Vedova allegra: così nasce la nuova moda

Nel 1907 il Dal Verme riuscì ad assicurarsi l'operetta La Vedova Allegra in anticipo su Londra e New York, per citare due metropoli dove, anche allora, tutto accadeva

Vedova allegra: così nasce la nuova moda

Nel 1907 il Dal Verme riuscì ad assicurarsi l'operetta La Vedova Allegra in anticipo su Londra e New York, per citare due metropoli dove, anche allora, tutto accadeva. La Vedova allegra di Franz Lehár raggiungeva Milano dopo la prima assoluta del 30 dicembre 1905 al Theater an der Wien di Vienna a cui si era aggiunto un passaggio in terra germanica (Amburgo).

Milano sorseggiò volentieri quella coppa di bollicine, l'ultima ventata di spensieratezza da Belle Époque, proprio mentre si era a un passo dal precipizio rappresentato dal primo conflitto mondiale. Piaceva quel soggetto semplice, senza pretese, i duetti e le arie godibili e i balletti briosi che innervano questa ed altre operette. L'Italia era la roccaforte dell'opera dura e pura, con punta nella Scala, dunque aprirsi a questo genere leggero era stato un azzardo visto con qualche disapprovazione dai fautori della tradizione italica. Ma la scommessa fu vinta tanto che i giornali riferiscono che «l'indomani l'intera Milano fischiava e cantava Tace il labbro, È scabroso le donne studiar e tutti gli altri brillanti, nostalgici, travolgenti motivi lehariani.

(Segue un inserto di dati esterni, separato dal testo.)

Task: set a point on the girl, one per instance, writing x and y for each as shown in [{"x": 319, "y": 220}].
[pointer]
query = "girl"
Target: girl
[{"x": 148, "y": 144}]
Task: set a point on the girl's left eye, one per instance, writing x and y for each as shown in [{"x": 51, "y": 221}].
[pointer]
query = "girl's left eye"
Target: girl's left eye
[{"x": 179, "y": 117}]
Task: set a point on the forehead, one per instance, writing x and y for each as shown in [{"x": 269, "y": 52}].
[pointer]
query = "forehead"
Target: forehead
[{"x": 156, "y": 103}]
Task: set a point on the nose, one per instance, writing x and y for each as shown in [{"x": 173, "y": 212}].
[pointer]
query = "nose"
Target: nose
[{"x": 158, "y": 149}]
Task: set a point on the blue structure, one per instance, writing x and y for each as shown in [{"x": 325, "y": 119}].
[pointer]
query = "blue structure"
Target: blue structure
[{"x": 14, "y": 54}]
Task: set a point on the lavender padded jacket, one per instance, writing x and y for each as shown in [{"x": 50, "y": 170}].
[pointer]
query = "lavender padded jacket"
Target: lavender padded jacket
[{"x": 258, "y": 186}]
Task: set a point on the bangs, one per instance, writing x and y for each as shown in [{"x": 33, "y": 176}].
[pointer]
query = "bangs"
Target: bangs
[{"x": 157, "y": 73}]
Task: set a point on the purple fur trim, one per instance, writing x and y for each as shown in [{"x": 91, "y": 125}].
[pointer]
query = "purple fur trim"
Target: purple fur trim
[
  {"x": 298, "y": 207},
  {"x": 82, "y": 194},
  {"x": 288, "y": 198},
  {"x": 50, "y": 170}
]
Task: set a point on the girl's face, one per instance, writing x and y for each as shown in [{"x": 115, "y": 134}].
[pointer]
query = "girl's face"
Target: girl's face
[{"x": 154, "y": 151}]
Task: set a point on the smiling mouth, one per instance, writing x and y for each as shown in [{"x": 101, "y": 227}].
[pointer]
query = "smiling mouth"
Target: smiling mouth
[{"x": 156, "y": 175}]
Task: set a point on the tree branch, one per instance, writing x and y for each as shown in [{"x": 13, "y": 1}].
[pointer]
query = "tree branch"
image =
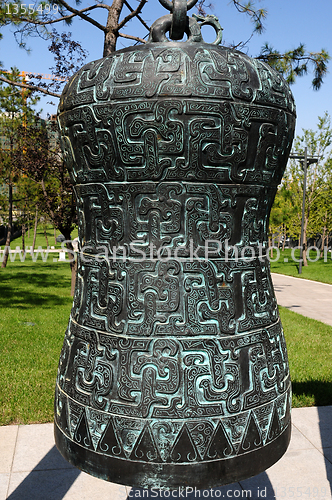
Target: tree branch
[
  {"x": 132, "y": 14},
  {"x": 29, "y": 87}
]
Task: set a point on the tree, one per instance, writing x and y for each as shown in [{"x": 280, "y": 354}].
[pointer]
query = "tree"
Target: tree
[
  {"x": 16, "y": 112},
  {"x": 319, "y": 175},
  {"x": 41, "y": 162},
  {"x": 291, "y": 64}
]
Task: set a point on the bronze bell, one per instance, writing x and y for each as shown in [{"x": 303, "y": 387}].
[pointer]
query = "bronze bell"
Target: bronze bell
[{"x": 174, "y": 368}]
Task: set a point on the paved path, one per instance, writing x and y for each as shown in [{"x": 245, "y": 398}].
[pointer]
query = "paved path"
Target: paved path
[
  {"x": 31, "y": 468},
  {"x": 310, "y": 298}
]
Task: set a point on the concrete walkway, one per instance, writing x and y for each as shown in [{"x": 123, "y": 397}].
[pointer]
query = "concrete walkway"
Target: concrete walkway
[
  {"x": 310, "y": 298},
  {"x": 31, "y": 468}
]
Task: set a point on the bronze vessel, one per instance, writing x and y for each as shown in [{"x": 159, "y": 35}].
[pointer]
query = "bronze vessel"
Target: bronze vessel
[{"x": 174, "y": 367}]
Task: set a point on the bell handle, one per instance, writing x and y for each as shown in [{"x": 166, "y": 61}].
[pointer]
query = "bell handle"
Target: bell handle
[{"x": 170, "y": 5}]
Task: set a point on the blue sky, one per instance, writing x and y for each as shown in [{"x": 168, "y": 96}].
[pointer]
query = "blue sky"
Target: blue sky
[{"x": 288, "y": 23}]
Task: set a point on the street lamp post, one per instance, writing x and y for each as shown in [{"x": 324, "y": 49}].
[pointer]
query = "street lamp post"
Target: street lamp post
[{"x": 306, "y": 161}]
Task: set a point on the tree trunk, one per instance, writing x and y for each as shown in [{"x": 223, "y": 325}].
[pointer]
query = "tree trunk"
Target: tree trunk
[
  {"x": 72, "y": 260},
  {"x": 23, "y": 237},
  {"x": 35, "y": 231},
  {"x": 9, "y": 227},
  {"x": 279, "y": 239}
]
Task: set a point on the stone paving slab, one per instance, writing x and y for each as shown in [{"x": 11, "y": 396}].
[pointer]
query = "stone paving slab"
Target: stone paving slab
[{"x": 309, "y": 298}]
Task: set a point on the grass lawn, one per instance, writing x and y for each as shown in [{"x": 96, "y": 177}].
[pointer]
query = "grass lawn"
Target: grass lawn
[
  {"x": 35, "y": 304},
  {"x": 316, "y": 271}
]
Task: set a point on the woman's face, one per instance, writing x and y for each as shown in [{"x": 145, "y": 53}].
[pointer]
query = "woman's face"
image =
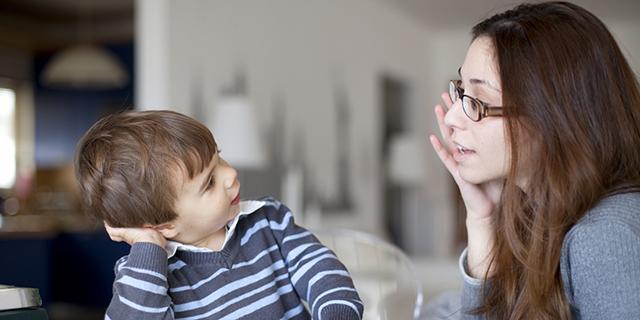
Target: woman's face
[{"x": 485, "y": 155}]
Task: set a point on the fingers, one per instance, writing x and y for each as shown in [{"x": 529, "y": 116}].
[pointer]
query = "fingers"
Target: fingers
[
  {"x": 445, "y": 157},
  {"x": 445, "y": 131}
]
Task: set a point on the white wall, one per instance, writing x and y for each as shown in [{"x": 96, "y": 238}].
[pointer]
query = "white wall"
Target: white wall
[{"x": 298, "y": 51}]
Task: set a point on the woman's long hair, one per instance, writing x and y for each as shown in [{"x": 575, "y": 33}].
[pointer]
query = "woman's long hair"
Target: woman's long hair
[{"x": 573, "y": 123}]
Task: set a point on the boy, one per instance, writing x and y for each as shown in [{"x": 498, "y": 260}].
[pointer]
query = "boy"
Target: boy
[{"x": 157, "y": 180}]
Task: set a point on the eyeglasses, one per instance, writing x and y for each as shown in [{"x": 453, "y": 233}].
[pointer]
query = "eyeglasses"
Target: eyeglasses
[{"x": 474, "y": 109}]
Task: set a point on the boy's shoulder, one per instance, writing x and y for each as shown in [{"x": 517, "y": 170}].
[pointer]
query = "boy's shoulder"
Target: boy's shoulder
[
  {"x": 270, "y": 208},
  {"x": 271, "y": 213}
]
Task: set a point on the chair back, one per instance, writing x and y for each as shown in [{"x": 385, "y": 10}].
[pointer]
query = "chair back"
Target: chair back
[{"x": 382, "y": 273}]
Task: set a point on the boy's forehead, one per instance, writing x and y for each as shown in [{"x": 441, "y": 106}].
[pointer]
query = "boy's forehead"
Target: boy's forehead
[{"x": 184, "y": 182}]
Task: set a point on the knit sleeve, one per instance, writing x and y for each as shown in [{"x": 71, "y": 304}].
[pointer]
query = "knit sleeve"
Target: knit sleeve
[
  {"x": 318, "y": 276},
  {"x": 602, "y": 273},
  {"x": 471, "y": 291},
  {"x": 140, "y": 286}
]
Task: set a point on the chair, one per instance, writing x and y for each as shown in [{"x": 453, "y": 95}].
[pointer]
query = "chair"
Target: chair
[{"x": 383, "y": 275}]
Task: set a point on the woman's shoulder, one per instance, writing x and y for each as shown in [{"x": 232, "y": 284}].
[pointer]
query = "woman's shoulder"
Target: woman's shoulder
[
  {"x": 613, "y": 222},
  {"x": 620, "y": 209},
  {"x": 602, "y": 250}
]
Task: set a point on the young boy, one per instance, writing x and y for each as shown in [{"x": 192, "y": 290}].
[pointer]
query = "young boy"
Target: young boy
[{"x": 157, "y": 180}]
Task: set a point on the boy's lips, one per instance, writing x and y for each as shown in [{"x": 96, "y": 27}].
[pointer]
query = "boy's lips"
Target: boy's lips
[{"x": 236, "y": 200}]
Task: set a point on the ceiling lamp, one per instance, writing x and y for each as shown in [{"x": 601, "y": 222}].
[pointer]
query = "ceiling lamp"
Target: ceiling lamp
[{"x": 85, "y": 67}]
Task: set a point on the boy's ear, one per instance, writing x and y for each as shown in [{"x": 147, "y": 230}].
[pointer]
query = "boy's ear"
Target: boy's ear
[{"x": 168, "y": 230}]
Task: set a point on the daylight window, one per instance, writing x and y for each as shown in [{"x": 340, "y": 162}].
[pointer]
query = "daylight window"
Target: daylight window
[{"x": 7, "y": 138}]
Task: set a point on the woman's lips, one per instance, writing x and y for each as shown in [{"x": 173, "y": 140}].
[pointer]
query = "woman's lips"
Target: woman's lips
[
  {"x": 461, "y": 153},
  {"x": 236, "y": 200}
]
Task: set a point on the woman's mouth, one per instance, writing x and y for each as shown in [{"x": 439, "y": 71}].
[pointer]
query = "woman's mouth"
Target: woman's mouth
[
  {"x": 462, "y": 153},
  {"x": 236, "y": 200}
]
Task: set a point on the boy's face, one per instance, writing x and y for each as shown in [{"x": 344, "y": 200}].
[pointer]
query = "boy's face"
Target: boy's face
[{"x": 205, "y": 204}]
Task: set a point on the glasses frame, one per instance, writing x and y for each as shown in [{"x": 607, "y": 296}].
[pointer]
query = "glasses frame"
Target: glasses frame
[{"x": 457, "y": 92}]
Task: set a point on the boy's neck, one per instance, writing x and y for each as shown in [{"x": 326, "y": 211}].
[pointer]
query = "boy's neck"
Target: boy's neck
[{"x": 213, "y": 242}]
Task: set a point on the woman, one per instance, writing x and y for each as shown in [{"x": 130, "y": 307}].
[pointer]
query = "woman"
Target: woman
[{"x": 541, "y": 134}]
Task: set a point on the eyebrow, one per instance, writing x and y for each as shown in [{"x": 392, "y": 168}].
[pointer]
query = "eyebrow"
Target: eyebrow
[
  {"x": 487, "y": 84},
  {"x": 207, "y": 178}
]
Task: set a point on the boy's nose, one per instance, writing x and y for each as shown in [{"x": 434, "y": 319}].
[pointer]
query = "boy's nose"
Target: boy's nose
[{"x": 231, "y": 177}]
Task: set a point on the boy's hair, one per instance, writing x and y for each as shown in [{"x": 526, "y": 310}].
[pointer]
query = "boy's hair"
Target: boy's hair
[{"x": 128, "y": 164}]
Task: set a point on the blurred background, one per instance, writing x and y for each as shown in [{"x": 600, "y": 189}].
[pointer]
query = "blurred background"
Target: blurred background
[{"x": 323, "y": 104}]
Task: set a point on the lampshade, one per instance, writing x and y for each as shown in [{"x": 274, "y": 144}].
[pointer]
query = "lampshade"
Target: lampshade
[
  {"x": 85, "y": 67},
  {"x": 237, "y": 133},
  {"x": 407, "y": 161}
]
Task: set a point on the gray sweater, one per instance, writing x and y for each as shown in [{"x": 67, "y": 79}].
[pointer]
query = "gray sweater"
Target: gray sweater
[{"x": 599, "y": 263}]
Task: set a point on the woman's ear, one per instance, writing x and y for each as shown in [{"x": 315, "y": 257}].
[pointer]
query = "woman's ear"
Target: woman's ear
[{"x": 168, "y": 230}]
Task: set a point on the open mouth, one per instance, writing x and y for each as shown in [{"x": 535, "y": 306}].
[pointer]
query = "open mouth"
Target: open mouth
[{"x": 236, "y": 200}]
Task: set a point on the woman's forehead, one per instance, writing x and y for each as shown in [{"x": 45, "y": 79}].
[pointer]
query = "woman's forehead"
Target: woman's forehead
[{"x": 480, "y": 66}]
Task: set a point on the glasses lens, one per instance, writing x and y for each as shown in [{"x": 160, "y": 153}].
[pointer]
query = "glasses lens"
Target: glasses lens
[
  {"x": 453, "y": 93},
  {"x": 471, "y": 108}
]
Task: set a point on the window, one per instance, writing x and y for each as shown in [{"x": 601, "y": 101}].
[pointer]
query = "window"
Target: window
[{"x": 7, "y": 138}]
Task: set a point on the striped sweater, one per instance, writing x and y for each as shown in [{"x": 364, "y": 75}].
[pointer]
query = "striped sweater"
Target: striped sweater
[{"x": 267, "y": 267}]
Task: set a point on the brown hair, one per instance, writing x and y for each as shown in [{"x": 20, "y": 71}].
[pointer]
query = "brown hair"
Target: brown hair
[
  {"x": 575, "y": 101},
  {"x": 126, "y": 165}
]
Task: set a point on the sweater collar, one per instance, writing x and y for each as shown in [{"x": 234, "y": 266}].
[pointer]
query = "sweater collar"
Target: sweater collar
[{"x": 246, "y": 208}]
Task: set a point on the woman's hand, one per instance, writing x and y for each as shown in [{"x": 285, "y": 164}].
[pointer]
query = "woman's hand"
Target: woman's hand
[
  {"x": 480, "y": 200},
  {"x": 133, "y": 235}
]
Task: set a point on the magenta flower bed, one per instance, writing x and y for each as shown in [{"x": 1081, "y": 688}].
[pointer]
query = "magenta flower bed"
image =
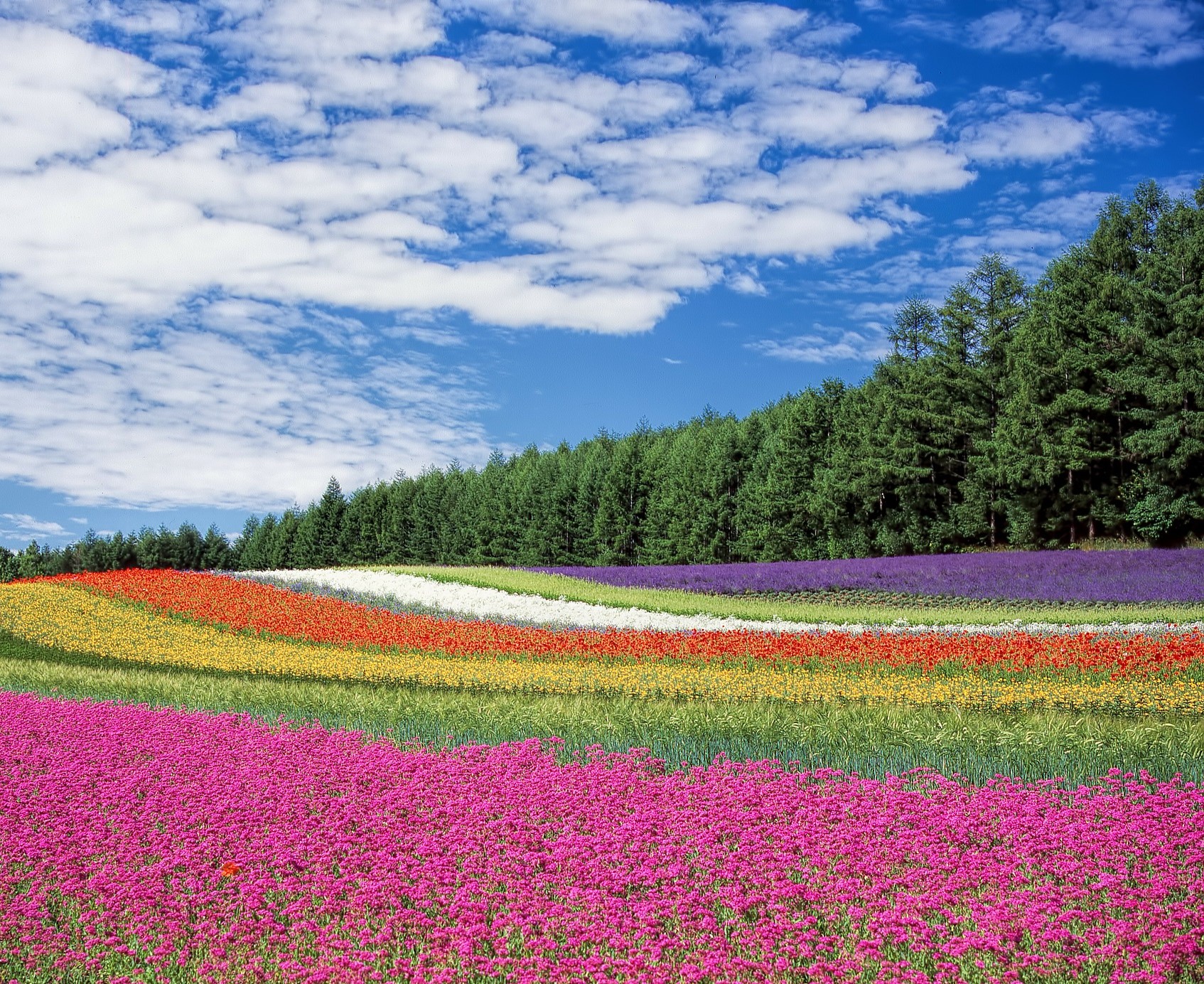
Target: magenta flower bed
[
  {"x": 216, "y": 848},
  {"x": 1056, "y": 576}
]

Rotto il ghiaccio con il genere, il Dal Verme e più in generale la città si aprivano all'operetta addirittura fatta in casa. Dopo il conflitto mondiale e le agitazioni del biennio rosso, il 18 dicembre 1925 il Dal Verme teneva a battesimo Cin Cin Là di Carlo Lombardo dei Baroni e Virgilio Ranzato, violinista alla Scala sotto la bacchetta severissima di Arturo Toscanini.

Per la verità, il Dal Verme non era comunque più solo in questo tipo di proposte. Subiva infatti la concorrenza del Teatro Lirico e del Fossati. Erano anni bui, anche in termini di nuove proposte di melodramma, l'operetta si rivelò un balsamo.